In trying to better my understanding of mixed distributions, I’m confused why a sampling of values entirely within a subset of the mixed distribution would result in a relatively low likelihood.

My example…
I create two separate distributions (A_dist, B_dist) as well as a mixed distribution ( mix_dist), where mix_dist results in a sampling from both A and B.

A_means = torch.tensor( [1.75, 1.75])
A_stdevs = torch.tensor( [0.3, 0.3])
B_means = torch.tensor( [-0.5, -0.25])
B_stdevs = torch.tensor( [0.25, 0.25])
AB_means = torch.vstack( [ A_means, B_means])
AB_stdevs = torch.vstack( [ A_stdevs, B_stdevs])

A_dist = torch.distributions.Normal( A_means, A_stdevs)
B_dist = torch.distributions.Normal( B_means, B_stdevs)
AB_dist = torch.distributions.Independent( torch.distributions.Normal( AB_means, AB_stdevs), 1)
mix_weight = torch.distributions.Categorical( torch.tensor( [1.0, 1.0]))
mix_dist = torch.distributions.MixtureSameFamily( mix_weight, AB_dist)

To verify the distributions are as I expect, I’ve created a scatter plot…

A_samp = A_dist.sample( (500,))
B_samp = B_dist.sample( (500,))
mix_samp = mix_dist.sample( (500,))
plt.scatter( A_samp[:,0], A_samp[:, 1], alpha=0.3, label='A')
plt.scatter( B_samp[:,0], B_samp[:, 1], alpha=0.3, label='B')
plt.scatter( mix_samp[:, 0], mix_samp[:, 1], alpha=0.3, label='mix')
plt.legend()

mixed_gauss_dist
To determine likelihood I am taking torch.exp( DIST.log_prog( SAMPLE))

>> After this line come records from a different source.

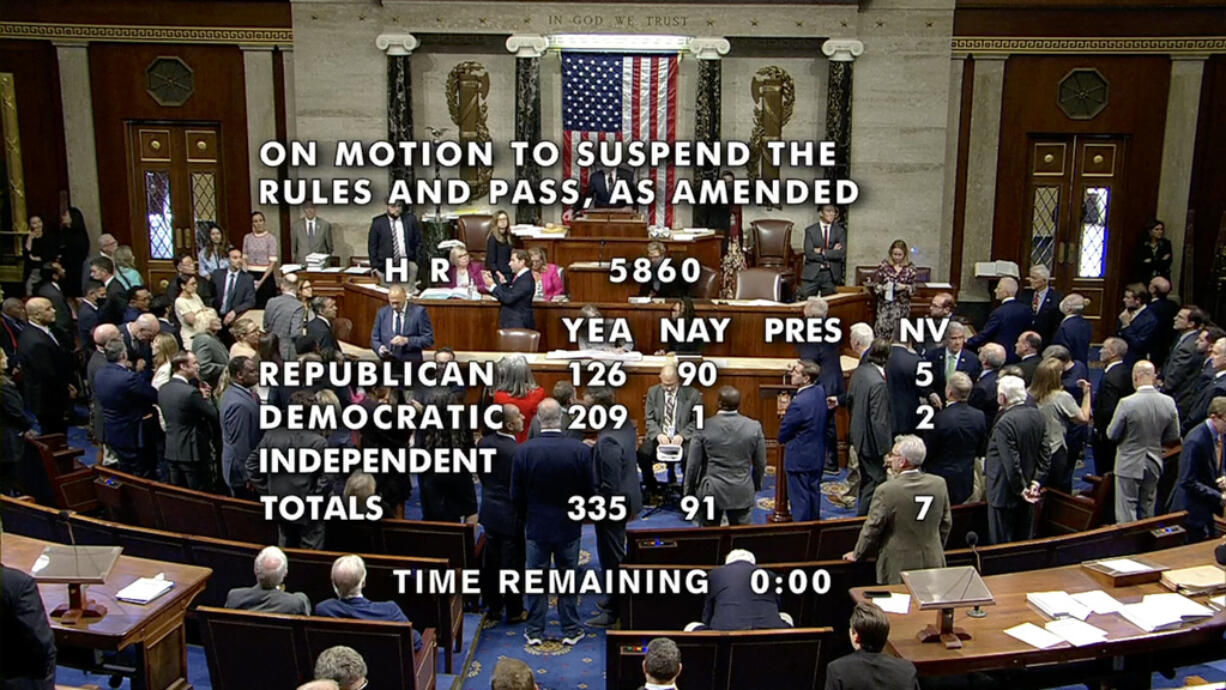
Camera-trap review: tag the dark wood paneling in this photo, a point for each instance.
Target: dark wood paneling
(153, 12)
(117, 74)
(1135, 109)
(36, 77)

print( f"Likelihood of A samples within A dist  : {torch.exp( A_dist.log_prob( A_dist.sample((5000,))).mean( )):0.4f}")
print( f"Likelihood of B samples within A dist  : {torch.exp( A_dist.log_prob( B_dist.sample((5000,))).mean( )):0.4f}")
print( f"Likelihood of A samples within mix dist: {torch.exp( mix_g.log_prob( A_dist.sample((5000,))).mean( )):0.4f}")
print( f"Likelihood of B samples within mix dist: {torch.exp( mix_g.log_prob( B_dist.sample((5000,))).mean( )):0.4f}")

which shows…

Likelihood of A samples within A dist  : 0.8089
Likelihood of B samples within A dist  : 0.0000
Likelihood of A samples within mix dist: 0.3318
Likelihood of B samples within mix dist: 0.4642

It make sense to me that A samples would have a high likelihood of falling within the A distribution. And that B samples would have low/no likelihood of falling within the A distribution. However, since samples from both A and B fall entirely within the mix distribution, shouldn’t they result in a higher likelihood of falling within the mix distribution?